Mesmo sem estar envolvido com o Deep Purple desde 1993, Ritchie Blackmore permanece como uma das figuras centrais quando se fala na banda. O guitarrista de temperamento difícil integrou a formação considerada clássica do grupo, que se reuniu duas vezes, e lançou um álbum considerado por ele como um completo fiasco.
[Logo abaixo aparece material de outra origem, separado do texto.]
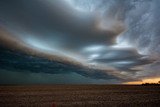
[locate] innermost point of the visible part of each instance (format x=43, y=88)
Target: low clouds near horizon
x=109, y=39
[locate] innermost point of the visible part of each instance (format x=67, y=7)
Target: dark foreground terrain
x=80, y=96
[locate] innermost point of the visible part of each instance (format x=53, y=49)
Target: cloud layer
x=101, y=39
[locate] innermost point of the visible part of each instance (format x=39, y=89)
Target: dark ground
x=80, y=96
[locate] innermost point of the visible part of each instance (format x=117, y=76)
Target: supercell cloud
x=109, y=41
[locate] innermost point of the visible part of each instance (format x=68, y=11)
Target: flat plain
x=80, y=96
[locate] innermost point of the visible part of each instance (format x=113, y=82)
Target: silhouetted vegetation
x=154, y=84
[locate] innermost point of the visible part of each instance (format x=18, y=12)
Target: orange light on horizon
x=146, y=80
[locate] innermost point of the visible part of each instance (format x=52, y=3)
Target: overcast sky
x=79, y=41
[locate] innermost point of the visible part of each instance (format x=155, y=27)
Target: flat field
x=80, y=96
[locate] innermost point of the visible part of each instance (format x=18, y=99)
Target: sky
x=79, y=41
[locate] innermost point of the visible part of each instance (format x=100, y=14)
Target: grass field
x=80, y=96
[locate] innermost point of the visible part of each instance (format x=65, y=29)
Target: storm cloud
x=99, y=39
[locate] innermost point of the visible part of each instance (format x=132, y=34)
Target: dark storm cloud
x=17, y=61
x=85, y=31
x=51, y=18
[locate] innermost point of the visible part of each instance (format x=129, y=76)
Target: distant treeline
x=154, y=84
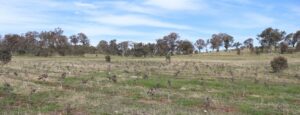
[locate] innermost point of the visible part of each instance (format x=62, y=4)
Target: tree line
x=48, y=43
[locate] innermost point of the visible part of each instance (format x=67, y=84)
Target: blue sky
x=148, y=20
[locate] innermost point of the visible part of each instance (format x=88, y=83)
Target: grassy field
x=215, y=83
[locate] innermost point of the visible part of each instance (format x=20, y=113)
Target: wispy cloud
x=85, y=5
x=135, y=20
x=174, y=4
x=249, y=21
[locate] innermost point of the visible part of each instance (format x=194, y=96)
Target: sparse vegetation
x=5, y=56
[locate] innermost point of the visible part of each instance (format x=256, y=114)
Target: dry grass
x=233, y=84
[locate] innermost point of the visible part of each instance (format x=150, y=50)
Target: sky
x=148, y=20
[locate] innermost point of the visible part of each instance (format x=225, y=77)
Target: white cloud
x=135, y=20
x=249, y=21
x=85, y=5
x=174, y=4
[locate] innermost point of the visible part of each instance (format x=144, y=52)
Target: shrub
x=279, y=63
x=168, y=58
x=298, y=47
x=238, y=51
x=5, y=56
x=21, y=52
x=283, y=48
x=107, y=58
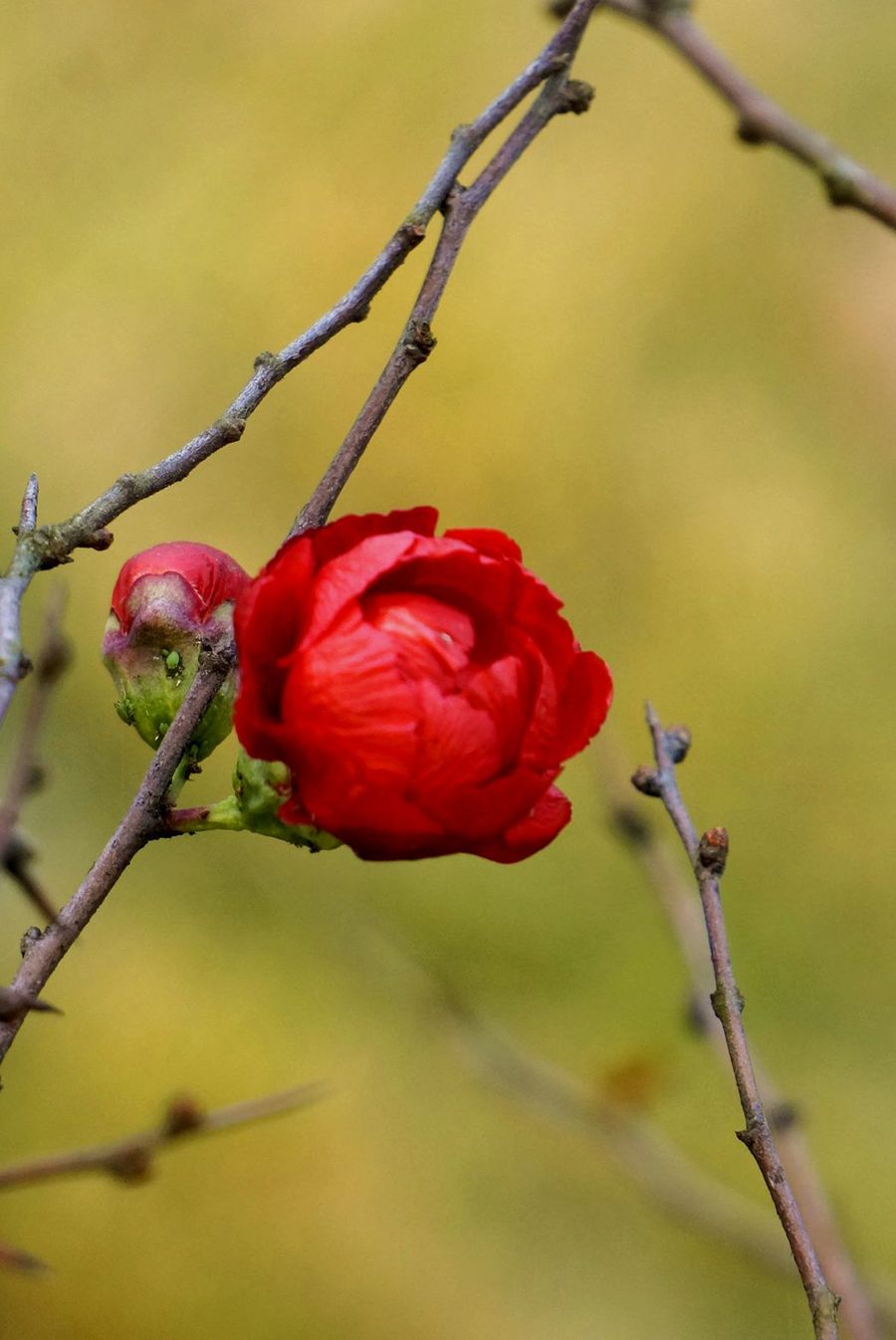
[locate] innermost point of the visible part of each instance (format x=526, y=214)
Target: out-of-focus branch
x=760, y=119
x=43, y=955
x=131, y=1158
x=682, y=910
x=49, y=546
x=621, y=1133
x=707, y=855
x=24, y=774
x=11, y=1258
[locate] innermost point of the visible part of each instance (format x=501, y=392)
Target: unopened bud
x=713, y=851
x=646, y=781
x=262, y=789
x=167, y=603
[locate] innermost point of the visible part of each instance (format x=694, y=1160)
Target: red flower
x=423, y=690
x=166, y=602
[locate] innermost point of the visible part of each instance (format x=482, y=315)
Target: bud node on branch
x=647, y=782
x=576, y=97
x=713, y=851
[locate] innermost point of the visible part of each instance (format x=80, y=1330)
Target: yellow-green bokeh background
x=667, y=370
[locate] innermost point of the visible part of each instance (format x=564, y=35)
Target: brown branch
x=682, y=910
x=707, y=855
x=131, y=1158
x=761, y=120
x=43, y=955
x=53, y=545
x=11, y=1258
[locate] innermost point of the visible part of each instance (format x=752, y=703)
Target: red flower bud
x=423, y=690
x=166, y=603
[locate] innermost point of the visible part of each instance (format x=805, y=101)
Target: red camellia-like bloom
x=422, y=689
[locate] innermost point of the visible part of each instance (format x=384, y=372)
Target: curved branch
x=707, y=855
x=51, y=545
x=761, y=120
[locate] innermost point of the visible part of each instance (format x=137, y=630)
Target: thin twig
x=131, y=1158
x=707, y=855
x=53, y=545
x=682, y=910
x=140, y=821
x=629, y=1139
x=761, y=120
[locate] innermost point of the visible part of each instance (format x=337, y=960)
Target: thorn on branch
x=784, y=1116
x=131, y=1164
x=231, y=429
x=840, y=185
x=267, y=359
x=12, y=1258
x=713, y=851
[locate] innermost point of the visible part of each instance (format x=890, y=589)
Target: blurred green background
x=664, y=366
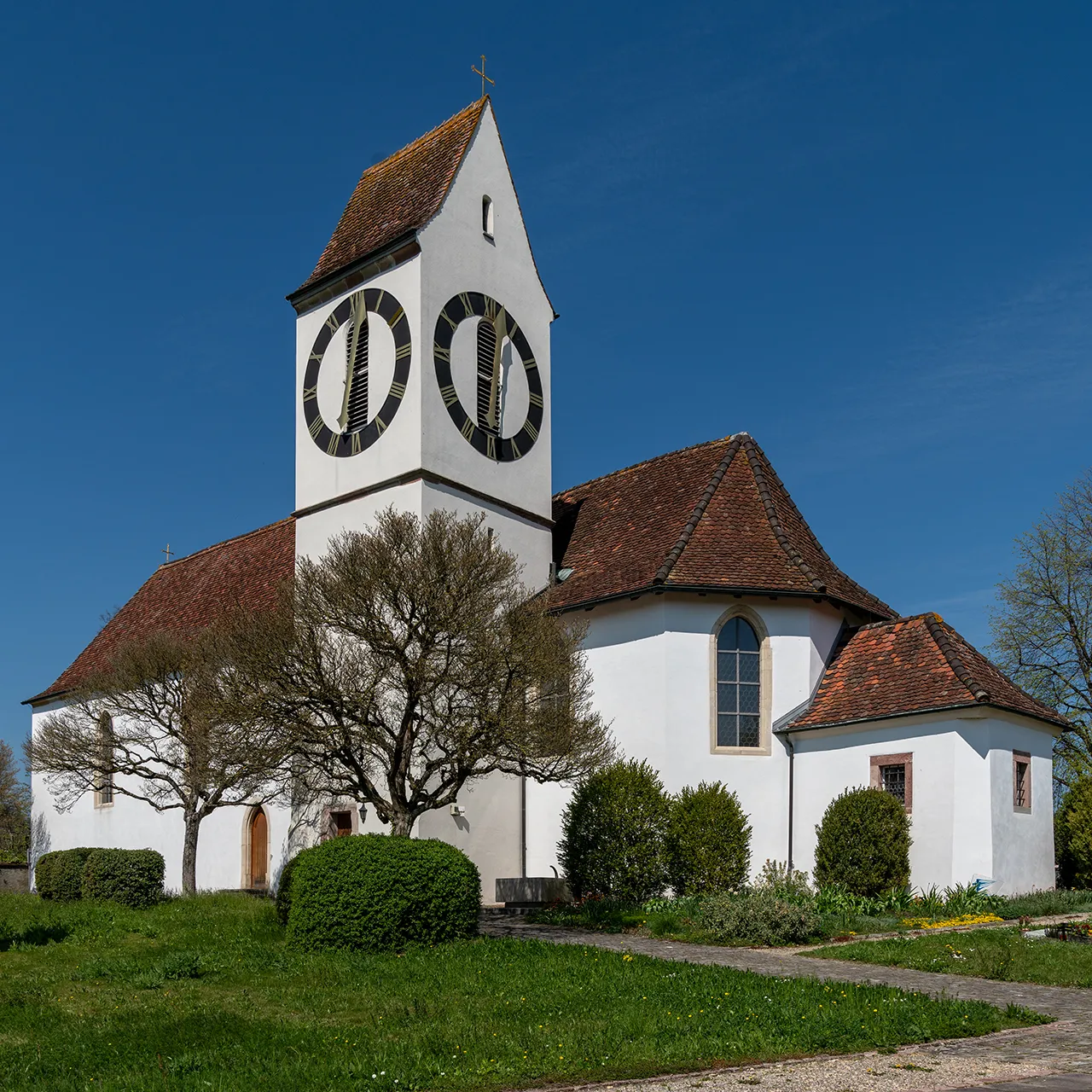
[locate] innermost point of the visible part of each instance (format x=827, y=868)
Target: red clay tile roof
x=714, y=515
x=912, y=665
x=400, y=195
x=191, y=592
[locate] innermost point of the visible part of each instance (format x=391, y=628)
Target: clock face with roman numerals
x=358, y=426
x=499, y=344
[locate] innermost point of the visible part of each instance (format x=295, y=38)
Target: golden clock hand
x=355, y=398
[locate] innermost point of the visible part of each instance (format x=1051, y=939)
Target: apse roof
x=398, y=195
x=189, y=593
x=712, y=517
x=911, y=665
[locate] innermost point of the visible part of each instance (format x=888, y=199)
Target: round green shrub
x=613, y=834
x=708, y=841
x=59, y=874
x=131, y=877
x=1072, y=837
x=761, y=917
x=864, y=843
x=381, y=893
x=284, y=890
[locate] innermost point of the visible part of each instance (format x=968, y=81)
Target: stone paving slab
x=1013, y=1056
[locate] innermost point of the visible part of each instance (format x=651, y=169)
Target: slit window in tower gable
x=488, y=378
x=356, y=371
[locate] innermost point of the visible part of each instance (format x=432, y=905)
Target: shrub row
x=379, y=892
x=132, y=877
x=624, y=838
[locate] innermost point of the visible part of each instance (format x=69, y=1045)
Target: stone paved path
x=1064, y=1048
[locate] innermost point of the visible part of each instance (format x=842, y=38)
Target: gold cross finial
x=480, y=73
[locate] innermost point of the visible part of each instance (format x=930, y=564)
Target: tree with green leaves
x=1043, y=623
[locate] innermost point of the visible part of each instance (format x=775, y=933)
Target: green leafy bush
x=380, y=892
x=132, y=877
x=613, y=834
x=708, y=841
x=59, y=874
x=1072, y=835
x=864, y=843
x=788, y=884
x=284, y=890
x=761, y=917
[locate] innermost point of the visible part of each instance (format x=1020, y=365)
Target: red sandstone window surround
x=894, y=775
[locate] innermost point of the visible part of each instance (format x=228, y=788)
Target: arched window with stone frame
x=741, y=690
x=104, y=775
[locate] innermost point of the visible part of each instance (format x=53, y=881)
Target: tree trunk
x=190, y=853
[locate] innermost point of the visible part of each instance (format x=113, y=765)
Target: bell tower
x=423, y=351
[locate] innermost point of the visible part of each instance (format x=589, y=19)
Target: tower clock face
x=488, y=425
x=358, y=425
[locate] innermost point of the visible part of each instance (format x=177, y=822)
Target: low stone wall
x=15, y=878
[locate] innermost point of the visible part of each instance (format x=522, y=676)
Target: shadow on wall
x=39, y=843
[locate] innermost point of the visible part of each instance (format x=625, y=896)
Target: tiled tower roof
x=398, y=195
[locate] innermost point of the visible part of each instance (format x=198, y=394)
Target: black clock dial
x=355, y=432
x=482, y=428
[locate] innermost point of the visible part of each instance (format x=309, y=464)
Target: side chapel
x=724, y=642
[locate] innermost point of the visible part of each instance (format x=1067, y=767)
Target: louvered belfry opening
x=356, y=369
x=488, y=379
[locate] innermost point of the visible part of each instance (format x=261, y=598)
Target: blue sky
x=860, y=230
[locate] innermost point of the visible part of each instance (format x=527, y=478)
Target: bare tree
x=410, y=661
x=1043, y=624
x=15, y=808
x=152, y=726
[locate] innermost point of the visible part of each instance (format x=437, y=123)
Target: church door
x=259, y=850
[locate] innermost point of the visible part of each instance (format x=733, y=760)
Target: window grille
x=893, y=781
x=737, y=685
x=1021, y=780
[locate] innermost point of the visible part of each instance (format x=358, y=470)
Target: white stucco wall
x=652, y=664
x=131, y=825
x=962, y=820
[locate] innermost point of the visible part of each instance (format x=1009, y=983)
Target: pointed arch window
x=738, y=700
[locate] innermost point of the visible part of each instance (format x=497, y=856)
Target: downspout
x=792, y=771
x=523, y=826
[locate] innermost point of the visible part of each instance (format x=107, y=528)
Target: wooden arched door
x=259, y=849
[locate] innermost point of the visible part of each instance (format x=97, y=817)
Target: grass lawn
x=989, y=954
x=203, y=994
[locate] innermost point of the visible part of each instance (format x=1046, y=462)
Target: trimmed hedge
x=864, y=843
x=284, y=890
x=132, y=877
x=59, y=874
x=708, y=841
x=758, y=919
x=380, y=892
x=613, y=834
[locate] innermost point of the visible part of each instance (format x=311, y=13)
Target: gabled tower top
x=394, y=199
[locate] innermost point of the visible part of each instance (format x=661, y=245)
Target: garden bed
x=205, y=993
x=999, y=954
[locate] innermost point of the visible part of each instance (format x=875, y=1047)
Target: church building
x=723, y=642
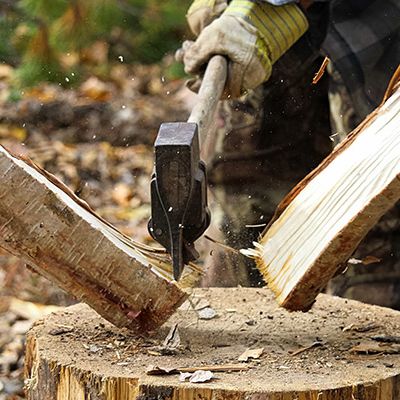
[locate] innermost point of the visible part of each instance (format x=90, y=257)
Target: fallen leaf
x=207, y=313
x=202, y=304
x=251, y=353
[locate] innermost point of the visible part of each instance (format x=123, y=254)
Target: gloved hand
x=202, y=12
x=252, y=35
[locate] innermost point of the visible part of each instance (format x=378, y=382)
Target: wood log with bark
x=320, y=223
x=252, y=349
x=59, y=236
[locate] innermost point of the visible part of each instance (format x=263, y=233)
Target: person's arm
x=253, y=35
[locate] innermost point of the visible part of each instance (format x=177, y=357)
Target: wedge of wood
x=323, y=219
x=60, y=237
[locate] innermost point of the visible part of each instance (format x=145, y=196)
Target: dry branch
x=323, y=219
x=45, y=224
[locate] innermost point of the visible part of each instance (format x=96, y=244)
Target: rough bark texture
x=93, y=360
x=323, y=219
x=65, y=241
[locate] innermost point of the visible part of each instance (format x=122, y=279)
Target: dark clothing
x=363, y=42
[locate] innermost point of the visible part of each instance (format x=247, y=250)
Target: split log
x=323, y=219
x=60, y=237
x=75, y=355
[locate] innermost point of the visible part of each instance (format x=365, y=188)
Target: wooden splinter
x=323, y=219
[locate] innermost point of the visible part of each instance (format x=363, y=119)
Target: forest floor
x=97, y=138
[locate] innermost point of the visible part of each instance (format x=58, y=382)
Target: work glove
x=252, y=35
x=202, y=12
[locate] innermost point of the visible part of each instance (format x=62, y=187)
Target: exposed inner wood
x=42, y=222
x=327, y=215
x=96, y=360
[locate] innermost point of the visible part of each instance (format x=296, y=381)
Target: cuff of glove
x=278, y=27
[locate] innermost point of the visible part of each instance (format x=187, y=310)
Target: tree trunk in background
x=323, y=219
x=61, y=238
x=320, y=355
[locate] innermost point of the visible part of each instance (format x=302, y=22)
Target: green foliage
x=38, y=34
x=43, y=9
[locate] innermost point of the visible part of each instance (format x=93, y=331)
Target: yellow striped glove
x=252, y=35
x=202, y=12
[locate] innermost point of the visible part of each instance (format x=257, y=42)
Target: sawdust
x=94, y=345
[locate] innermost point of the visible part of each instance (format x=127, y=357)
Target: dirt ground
x=97, y=138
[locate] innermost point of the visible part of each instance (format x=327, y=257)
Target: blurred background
x=84, y=86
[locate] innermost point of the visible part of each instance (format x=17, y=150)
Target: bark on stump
x=76, y=355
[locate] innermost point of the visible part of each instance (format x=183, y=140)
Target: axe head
x=179, y=212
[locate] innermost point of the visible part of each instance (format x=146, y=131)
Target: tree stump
x=341, y=349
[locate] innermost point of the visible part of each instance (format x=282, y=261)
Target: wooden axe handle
x=210, y=92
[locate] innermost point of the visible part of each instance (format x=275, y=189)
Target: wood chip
x=173, y=340
x=156, y=370
x=61, y=329
x=361, y=328
x=251, y=353
x=386, y=338
x=198, y=376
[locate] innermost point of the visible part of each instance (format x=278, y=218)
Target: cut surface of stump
x=335, y=351
x=324, y=218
Em conversa com a Classic Rock, Blackmore revelou ao mesmo tempo seu álbum favorito do Deep Purple e aquele que considera como um de seus piores trabalhos, ambos lançados na era de ouro da banda. Contrariando o senso comum, Ritchie afirmou:
“Esse é o meu álbum favorito com o Purple (‘Machine Head’, de 1972). Ele veio depois de ‘Fireball’ (1971), que eu penso ser um completo fracasso, um desastre.”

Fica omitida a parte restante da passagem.